4 responses to “Facebook’s online shaming mobs”

  1. Michael says:

    > “Facebook and Twitter are just two of many platforms”

    yes they ARE just two of MANY

    the problem is the trend towards extreme centralisation.

    censorship is pretty much an inevitable end result if that goes too far.

    When you have billions of people using the same platform controlled by one single company, that company becomes a pretty sttractive target for anyone with power, influence, lots of money or able to get a court order wanting to prevent lots of people from saying or hearing about something as well as driving things towards another less obvious but possibly even more dangerous form of censorship by self-censorship where people don’t see much about anything they *might* not agree with and don’t even realise what is happening!

    either way extreme centralisation has a dark side.

    pretty obvious stuff really

    Facebook will probably mostly do whatever keeps its shareholders happy.
    if users don’t like it why would they care about those user complaints if most of them just keep using it and don’t even look at anything else?

    nothing can really help those who refuse to help themselves,

    and as you hinted, there are lots of other platforms out there
    including some excellent decentralised federated networks
    (where the network is not controlled by any one single company or organisation. – if you don’t like the admin policy on one site you can choose another or even run one yourself and still use the network and have contacts on any of the sites in the network)
    (eg: Friendica, Diaspora, RedMatrix, Pumpio, StatusNet, etc)

    and aside from personal feeds and things organised around contacts there are also still plenty of other “social” things to be found out there –
    forums, communities, newsgroups, bulletin boards, events sites, chat networks, email discussion lists, etc, etc, etc – the internet is still out there!

  2. Jillian C. York says:

    “Does forcing people into acting a certain way actually generate any real change, or is it simply an act of censorship?”

    This is a false dichotomy. Public shaming may not be an effective tactic, but nor is it censorship. Rather, public shaming is a social consequence to speech. There are surely better ways of changing minds, but calling it censorship is disingenuous.

    • Kat says:

      When the goal is to shame people into relinquishing their views and to preemptively shame anyone who might otherwise reveal an opposing viewpoint, I’d call it censorship.

  3. Robert says:

    There is another dynamic to all this, which is the role that the social media platforms themselves play in mediating such debates and dialogue.

    First, Facebook and Twitter are just two of many platforms. Political discussions do not *have* to take place on those services. So cutting connections on those social media sites is not quite the same as ‘censorship’ in the formal sense that we understand it.

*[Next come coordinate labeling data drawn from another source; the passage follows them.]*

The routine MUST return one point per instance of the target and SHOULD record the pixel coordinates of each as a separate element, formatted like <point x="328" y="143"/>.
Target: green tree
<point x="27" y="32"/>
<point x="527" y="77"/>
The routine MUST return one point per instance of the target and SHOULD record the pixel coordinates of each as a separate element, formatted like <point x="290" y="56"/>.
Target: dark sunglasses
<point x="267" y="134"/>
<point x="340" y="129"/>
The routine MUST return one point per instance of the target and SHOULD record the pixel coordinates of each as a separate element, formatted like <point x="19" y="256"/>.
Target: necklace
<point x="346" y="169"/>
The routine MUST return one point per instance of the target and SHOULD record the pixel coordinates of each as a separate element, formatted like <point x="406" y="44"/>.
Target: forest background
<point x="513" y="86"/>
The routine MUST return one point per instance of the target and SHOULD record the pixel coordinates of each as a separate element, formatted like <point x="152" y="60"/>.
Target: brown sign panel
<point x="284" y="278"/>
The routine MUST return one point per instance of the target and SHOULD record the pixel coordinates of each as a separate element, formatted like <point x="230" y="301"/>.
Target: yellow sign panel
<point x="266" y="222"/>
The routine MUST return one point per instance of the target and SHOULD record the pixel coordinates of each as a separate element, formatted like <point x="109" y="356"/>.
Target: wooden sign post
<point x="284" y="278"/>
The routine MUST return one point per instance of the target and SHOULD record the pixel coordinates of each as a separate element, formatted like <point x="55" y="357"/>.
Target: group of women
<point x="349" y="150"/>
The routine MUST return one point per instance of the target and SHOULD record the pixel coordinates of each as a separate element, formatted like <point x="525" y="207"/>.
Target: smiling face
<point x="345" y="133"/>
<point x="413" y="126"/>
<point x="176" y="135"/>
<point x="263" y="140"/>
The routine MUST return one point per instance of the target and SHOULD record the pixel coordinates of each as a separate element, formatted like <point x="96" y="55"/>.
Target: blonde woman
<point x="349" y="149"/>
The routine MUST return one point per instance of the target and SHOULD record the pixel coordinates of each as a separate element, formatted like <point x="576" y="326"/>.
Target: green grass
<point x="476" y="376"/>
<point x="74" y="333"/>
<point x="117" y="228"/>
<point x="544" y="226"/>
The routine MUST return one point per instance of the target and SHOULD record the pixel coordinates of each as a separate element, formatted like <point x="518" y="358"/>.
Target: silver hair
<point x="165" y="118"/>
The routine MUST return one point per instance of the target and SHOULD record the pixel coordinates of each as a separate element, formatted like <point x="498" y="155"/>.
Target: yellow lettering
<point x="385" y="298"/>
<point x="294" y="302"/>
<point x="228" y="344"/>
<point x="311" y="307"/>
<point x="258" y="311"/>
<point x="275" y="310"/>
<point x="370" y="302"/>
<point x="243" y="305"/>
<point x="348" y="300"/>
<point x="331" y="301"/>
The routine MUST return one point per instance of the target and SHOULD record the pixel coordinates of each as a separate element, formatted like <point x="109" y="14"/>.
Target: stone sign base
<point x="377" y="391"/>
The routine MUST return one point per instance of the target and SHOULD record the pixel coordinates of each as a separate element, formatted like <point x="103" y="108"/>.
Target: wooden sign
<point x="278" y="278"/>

    Nevertheless, the issue remains because of the dominance of a very small number of social media sites. They distort political debate in several ways. Most obviously, Twitter reduces argument to 140 characters, killing nuance and ambiguity as it does so. Many a flame war was started simply because the Tweeters did not have space to say “in my opinion” or “I may be wrong, but” or “what do you think?”. Facebook’s algorithms show us stuff it knows we ‘like’, thereby creating a personalised bubble for each of us where challenging views are excised in favour of posts it predicts we will agree with. Language plays a part here: there is a ‘like’ button, which doubles as a ‘subscribe’ button. I may wish to follow the BNP posts to be aware of what nonsense they’re spouting, but I’ll be damned if I am going to click a button labelled ‘like’ in order to do so!

    Finally, there is the inconsistent way in which social media sites apply their own, privatised censorship. I’m sure Index on Censorship has logged this issue and campaigned for ToS changes in the past. Violent and misogynist groups are allowed to exist while tastefully erotic groups are blocked. There is no oversight and few means of redress if you fall foul of an internal blocking decision.